He cautiously took up Cameron’s canteen and poured water
into it from his own.
This troubled Cameron. The old irritation at not being able to
thwart Warren returned to him. Cameron reflected, and concluded
that he had been unwise not to expect this very thing. Then, as
his comrade dropped into weary rest, he lifted both canteens. If
there were any water in Warren’s, it was only very little. Both
men had been enduring the terrible desert thirst, concealing it,
each giving his water to the other, and the sacrifice had been useless.
Instead of ministering to the parched throats of one or both, the
water had evaporated. When Cameron made sure of this, he took one
more drink, the last, and poured the little water left into Warren’s
canteen. He threw his own away.
Soon afterward Warren discovered the loss.

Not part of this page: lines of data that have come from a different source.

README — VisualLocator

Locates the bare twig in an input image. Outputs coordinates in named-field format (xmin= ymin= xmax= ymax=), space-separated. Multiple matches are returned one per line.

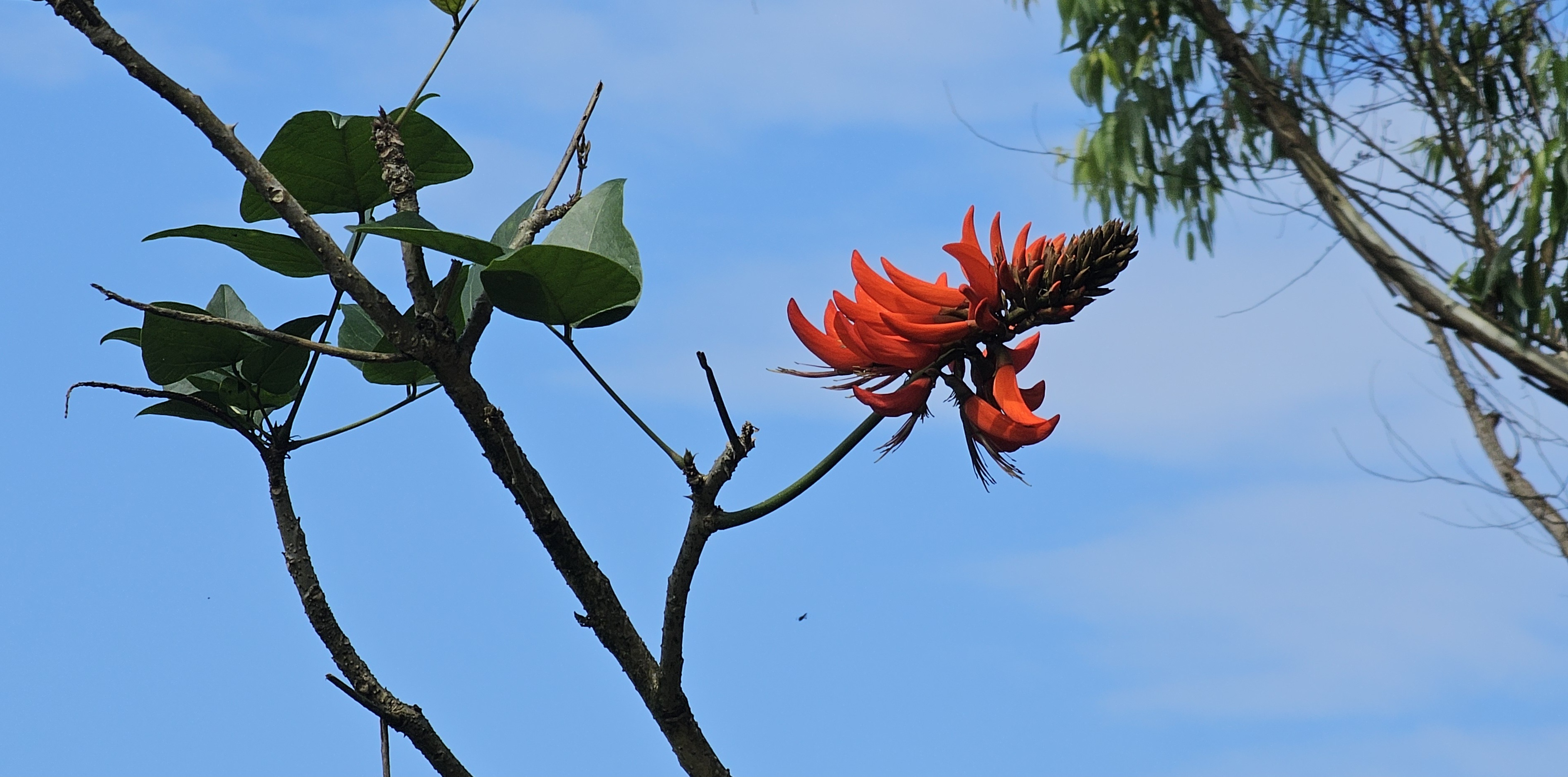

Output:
xmin=288 ymin=383 xmax=441 ymax=450
xmin=696 ymin=351 xmax=746 ymax=455
xmin=397 ymin=0 xmax=480 ymax=126
xmin=508 ymin=82 xmax=604 ymax=250
xmin=93 ymin=284 xmax=409 ymax=363
xmin=1425 ymin=320 xmax=1568 ymax=557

“Where’s your canteen?” he asked.
“The heat was getting my water, so I drank what was left.”
“My son!” said Warren.
The day opened for them in a red and green hell of rock and cactus.
Like a flame the sun scorched and peeled their faces. Warren went
blind from the glare, and Cameron had to lead him. At last Warren
plunged down, exhausted, in the shade of a ledge.

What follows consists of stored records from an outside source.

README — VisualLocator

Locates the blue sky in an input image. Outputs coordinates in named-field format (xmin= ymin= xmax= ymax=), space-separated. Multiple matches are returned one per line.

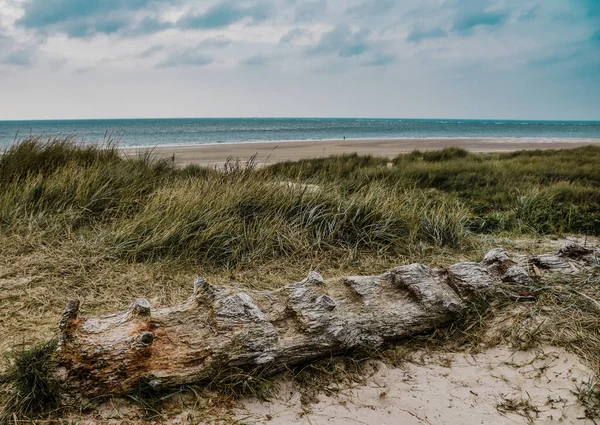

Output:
xmin=0 ymin=0 xmax=600 ymax=119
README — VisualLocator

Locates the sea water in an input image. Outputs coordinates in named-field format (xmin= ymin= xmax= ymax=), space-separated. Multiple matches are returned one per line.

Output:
xmin=0 ymin=118 xmax=600 ymax=146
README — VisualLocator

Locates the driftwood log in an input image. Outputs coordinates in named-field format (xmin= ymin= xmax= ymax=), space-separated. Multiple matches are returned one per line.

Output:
xmin=56 ymin=243 xmax=598 ymax=396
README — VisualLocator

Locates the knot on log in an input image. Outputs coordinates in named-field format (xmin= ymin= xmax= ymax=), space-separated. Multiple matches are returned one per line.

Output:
xmin=58 ymin=299 xmax=79 ymax=349
xmin=56 ymin=244 xmax=600 ymax=396
xmin=139 ymin=331 xmax=154 ymax=345
xmin=129 ymin=298 xmax=152 ymax=317
xmin=300 ymin=271 xmax=325 ymax=286
xmin=557 ymin=241 xmax=594 ymax=260
xmin=448 ymin=262 xmax=495 ymax=297
xmin=392 ymin=264 xmax=462 ymax=312
xmin=215 ymin=292 xmax=267 ymax=322
xmin=502 ymin=266 xmax=533 ymax=285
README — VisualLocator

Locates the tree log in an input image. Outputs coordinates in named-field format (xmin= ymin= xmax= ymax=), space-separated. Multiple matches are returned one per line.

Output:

Cameron rested and waited, hopeless, with hot, weary eyes gazing
down from the height where he sat. The ledge was the top step
of a ragged gigantic stairway. Below stretched a sad, austere,
and lonely valley. A dim, wide streak, lighter than the bordering
gray, wound down the valley floor. Once a river had flowed there,
leaving only a forlorn trace down the winding floor of this forlorn valley.
Movement on the part of Warren attracted Cameron’s attention.

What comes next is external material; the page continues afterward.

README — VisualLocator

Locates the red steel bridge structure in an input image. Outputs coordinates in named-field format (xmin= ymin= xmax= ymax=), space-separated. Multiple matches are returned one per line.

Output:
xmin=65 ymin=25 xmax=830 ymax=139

Evidently the old prospector had recovered his sight and some of
his strength. for he had arisen, and now began to walk along the
arroyo bed with his forked peach branch held before him. He had
clung to the precious bit of wood. Cameron considered the prospect
for water hopeless, because he saw that the arroyo had once been
a canyon, and had been filled with sands by desert winds. Warren,
however, stopped in a deep pit, and, cutting his canteen in half,
began to use one side of it as a scoop. He scooped out a wide
hollow, so wide that Cameron was certain he had gone crazy. Cameron
gently urged him to stop, and then forcibly tried to make him.
But these efforts were futile. Warren worked with slow, ceaseless,
methodical movement. He toiled for what seemed hours. Cameron,
seeing the darkening, dampening sand, realized a wonderful possibility
of water, and he plunged into the pit with the other half of the
canteen. Then both men toiled, round and round the wide hole,
down deeper and deeper. The sand grew moist, then wet. At the
bottom of the deep pit the sand coarsened, gave place to gravel.
Finally water welled in, a stronger volume than Cameron ever
remembered finding on the desert. It would soon fill the hole and
run over. He marveled at the circumstance. The time was near
the end of the dry season. Perhaps an underground stream
flowed from the range behind down to the valley floor, and at
this point came near to the surface.